Un nouveau mode d’observation dédié aux exoplanètes
Pour rappel, le VLT de l’ESO se compose de quatre télescopes principaux et de quatre télescopes auxiliaires ; il permet de réaliser des observations dans les longueurs d’onde allant du visible à l’infrarouge. Chaque télescope principal est équipé de plusieurs instruments, ce qui en fait un observatoire à la pointe de la recherche astronomique. Le mode interféromètre du VLT, le VLTI, est en réalité l’un des modes de fonctionnement de l’installation — mais l’essentiel des observations s’effectue en utilisant les quatre télescopes principaux indépendamment.
L’interférométrie optique consiste à regrouper les prises de vue de plusieurs télescopes en une seule, ce qui permet en quelque sorte de créer un plus grand télescope. Ainsi, le VLTI est capable de rassembler les faisceaux provenant des différents télescopes principaux ou auxiliaires ; la résultante est ensuite analysée par plusieurs instruments observant dans différents domaines de longueur d’onde.
Avec le nouveau financement ORP, l’Institut d’astronomie de la KU Leuven développera un nouveau mode d’observation VLTI dédié à la recherche d’exoplanètes ; il soutiendra par ailleurs les activités du réseau de centres d’expertise VLTI. « Nous sommes ravis de faire partie du nouveau réseau ORP et de contribuer au développement de la recherche et de la communauté astronomiques en Europe », a déclaré Denis Defrère, professeur associé à l’Institut d’astronomie. Le lancement de l’ORP est un tournant majeur dans la collaboration scientifique et ouvrira sans aucun doute la voie à encore plus de découvertes exceptionnelles.

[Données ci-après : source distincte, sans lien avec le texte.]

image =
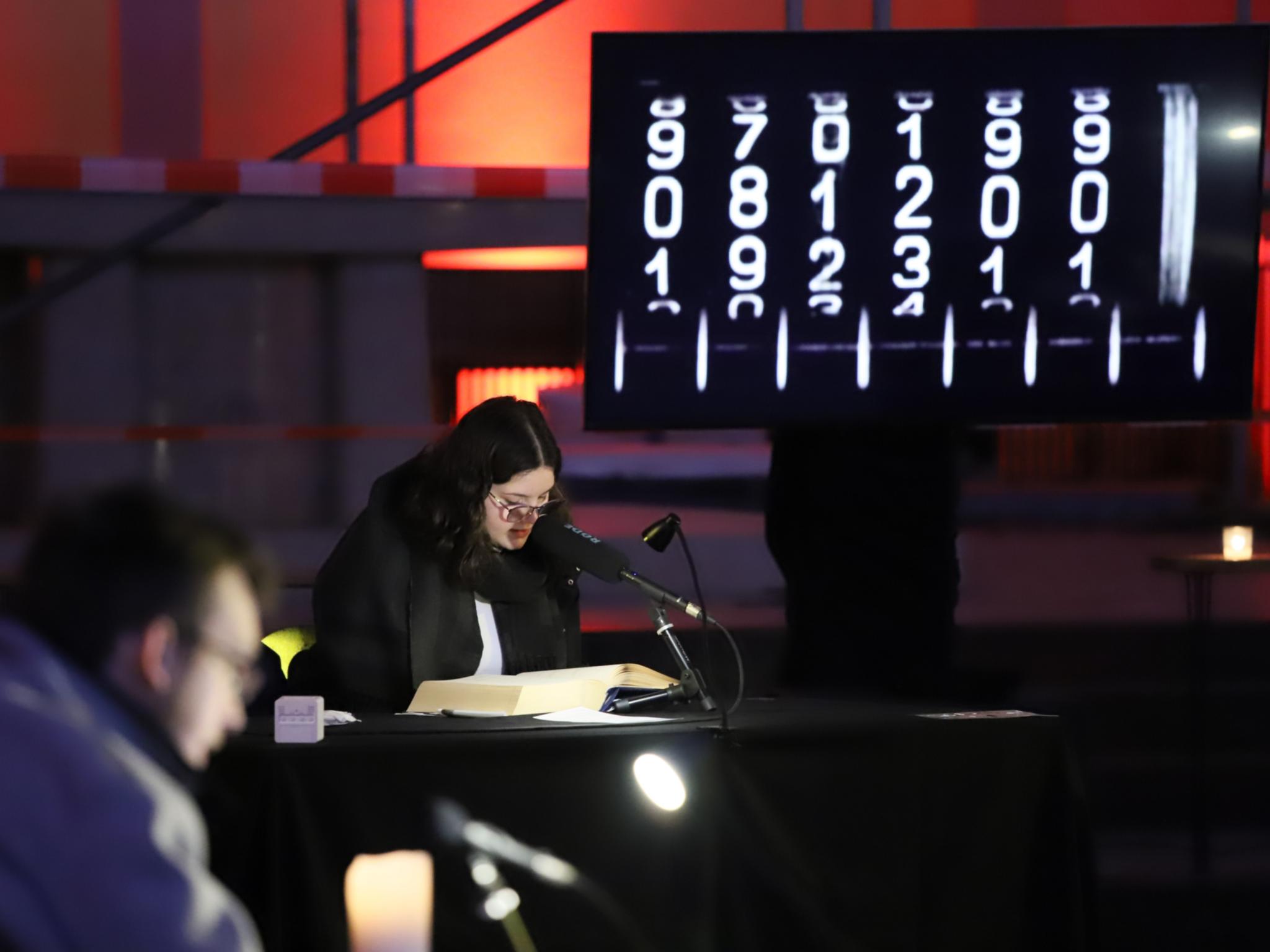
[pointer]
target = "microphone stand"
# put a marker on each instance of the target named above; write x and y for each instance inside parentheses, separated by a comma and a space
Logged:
(502, 903)
(691, 683)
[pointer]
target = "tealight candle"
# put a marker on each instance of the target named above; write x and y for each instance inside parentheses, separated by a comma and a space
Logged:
(1237, 544)
(389, 902)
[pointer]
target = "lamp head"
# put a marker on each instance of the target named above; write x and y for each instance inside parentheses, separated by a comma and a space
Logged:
(660, 534)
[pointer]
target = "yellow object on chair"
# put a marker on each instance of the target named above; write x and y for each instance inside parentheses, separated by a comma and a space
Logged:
(288, 643)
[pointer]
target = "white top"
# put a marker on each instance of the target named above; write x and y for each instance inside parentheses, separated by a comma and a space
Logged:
(492, 650)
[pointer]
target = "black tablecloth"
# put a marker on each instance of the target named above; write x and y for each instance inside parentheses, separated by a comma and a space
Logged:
(808, 826)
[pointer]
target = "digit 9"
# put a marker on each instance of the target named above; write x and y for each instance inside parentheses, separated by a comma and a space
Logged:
(666, 140)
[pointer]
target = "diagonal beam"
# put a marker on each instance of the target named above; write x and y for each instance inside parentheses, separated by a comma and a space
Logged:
(198, 207)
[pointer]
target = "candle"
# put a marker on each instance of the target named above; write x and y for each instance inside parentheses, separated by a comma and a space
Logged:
(1237, 544)
(389, 902)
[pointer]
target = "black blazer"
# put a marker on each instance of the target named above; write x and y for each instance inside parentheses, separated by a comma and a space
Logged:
(386, 619)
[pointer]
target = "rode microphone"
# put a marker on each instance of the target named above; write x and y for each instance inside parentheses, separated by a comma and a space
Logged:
(590, 553)
(458, 829)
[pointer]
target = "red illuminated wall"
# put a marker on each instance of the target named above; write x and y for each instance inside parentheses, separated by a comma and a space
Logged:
(273, 70)
(59, 77)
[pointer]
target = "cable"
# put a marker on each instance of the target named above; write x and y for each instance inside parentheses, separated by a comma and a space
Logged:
(701, 601)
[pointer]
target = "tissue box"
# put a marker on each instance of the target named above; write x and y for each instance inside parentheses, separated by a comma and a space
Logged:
(299, 720)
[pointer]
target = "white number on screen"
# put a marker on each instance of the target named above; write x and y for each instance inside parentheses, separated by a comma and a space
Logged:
(675, 195)
(1003, 139)
(748, 272)
(995, 265)
(660, 266)
(918, 254)
(666, 140)
(913, 305)
(987, 207)
(1093, 134)
(831, 248)
(1083, 259)
(831, 139)
(755, 123)
(668, 108)
(748, 190)
(912, 127)
(906, 218)
(824, 195)
(1095, 178)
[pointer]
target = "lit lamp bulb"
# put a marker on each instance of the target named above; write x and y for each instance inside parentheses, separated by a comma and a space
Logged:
(1237, 544)
(389, 902)
(659, 781)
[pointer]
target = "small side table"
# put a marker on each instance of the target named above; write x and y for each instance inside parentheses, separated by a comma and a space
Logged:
(1198, 571)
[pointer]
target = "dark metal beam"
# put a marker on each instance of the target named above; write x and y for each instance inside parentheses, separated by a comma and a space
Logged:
(407, 65)
(882, 14)
(197, 208)
(351, 68)
(794, 14)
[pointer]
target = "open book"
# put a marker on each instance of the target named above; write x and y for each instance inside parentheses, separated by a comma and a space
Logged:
(535, 692)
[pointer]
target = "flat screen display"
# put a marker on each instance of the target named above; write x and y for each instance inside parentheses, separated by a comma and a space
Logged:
(991, 226)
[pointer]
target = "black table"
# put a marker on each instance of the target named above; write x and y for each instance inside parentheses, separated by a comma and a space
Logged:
(809, 826)
(1198, 573)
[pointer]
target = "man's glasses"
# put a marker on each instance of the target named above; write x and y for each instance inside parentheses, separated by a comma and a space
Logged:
(520, 512)
(248, 679)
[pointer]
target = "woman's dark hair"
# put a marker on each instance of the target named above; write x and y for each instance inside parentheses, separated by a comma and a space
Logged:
(443, 506)
(112, 563)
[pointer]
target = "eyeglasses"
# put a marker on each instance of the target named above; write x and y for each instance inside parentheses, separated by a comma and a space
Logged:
(248, 679)
(518, 512)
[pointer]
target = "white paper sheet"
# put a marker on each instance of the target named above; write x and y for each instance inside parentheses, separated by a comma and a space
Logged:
(585, 715)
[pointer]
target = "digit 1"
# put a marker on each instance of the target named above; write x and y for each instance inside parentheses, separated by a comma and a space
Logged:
(996, 263)
(660, 267)
(1083, 259)
(912, 127)
(824, 192)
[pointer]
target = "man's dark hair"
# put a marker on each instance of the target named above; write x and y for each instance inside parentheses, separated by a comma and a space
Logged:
(112, 563)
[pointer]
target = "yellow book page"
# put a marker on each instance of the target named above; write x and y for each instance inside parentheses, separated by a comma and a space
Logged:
(634, 676)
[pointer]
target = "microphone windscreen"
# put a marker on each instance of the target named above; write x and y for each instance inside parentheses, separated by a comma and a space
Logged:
(579, 549)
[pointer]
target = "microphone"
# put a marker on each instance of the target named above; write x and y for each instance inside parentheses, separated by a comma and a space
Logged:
(659, 535)
(578, 547)
(459, 829)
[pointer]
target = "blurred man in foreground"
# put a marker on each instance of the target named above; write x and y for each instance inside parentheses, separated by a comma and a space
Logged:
(127, 659)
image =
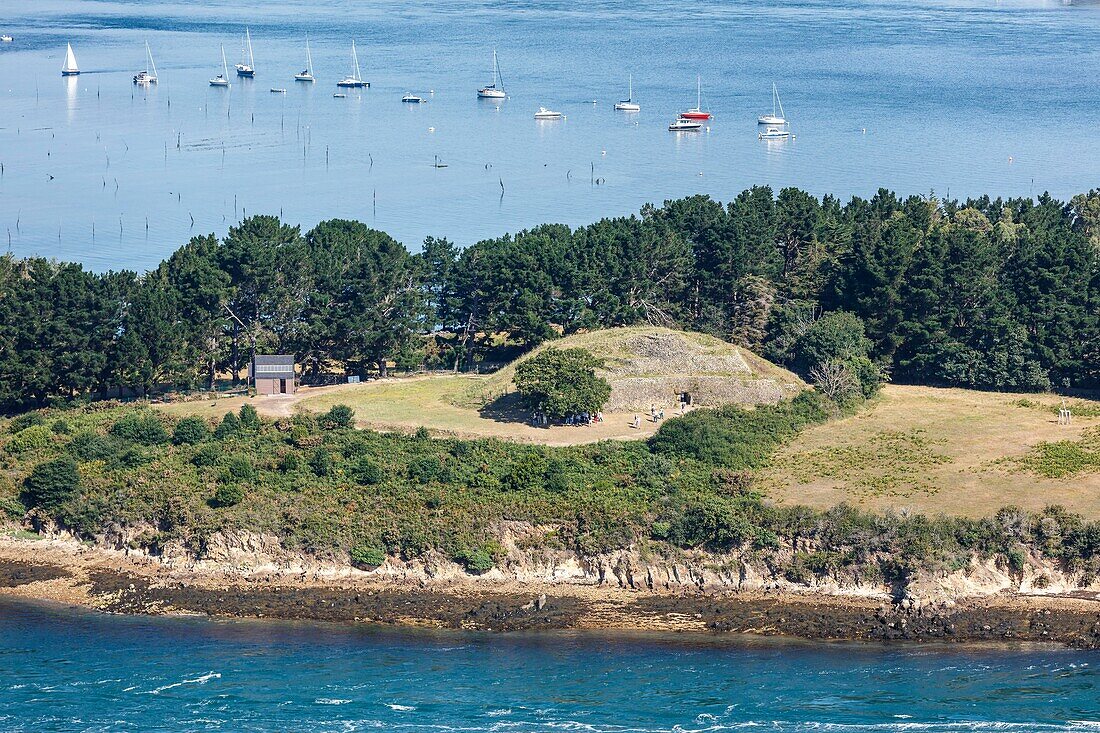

L’Office National d’Études et de Recherches Aérospatiales (ONERA) participe lui aussi à ce réseau collaboratif. Il apportera notamment sa maîtrise de l’optique adaptative — une technique qui permet de corriger en temps réel les déformations évolutives et non prédictives d’un front d’onde grâce à un miroir déformable. L’ONERA était déjà à l’origine des systèmes NAOS et SPHERE qui équipent le VLT depuis plusieurs années maintenant ; il est également impliqué dans le développement de l’E-ELT (European Extremely Large Telescope), un futur télescope géant européen, d’un diamètre de 39 mètres, qui devrait être opérationnel en 2025.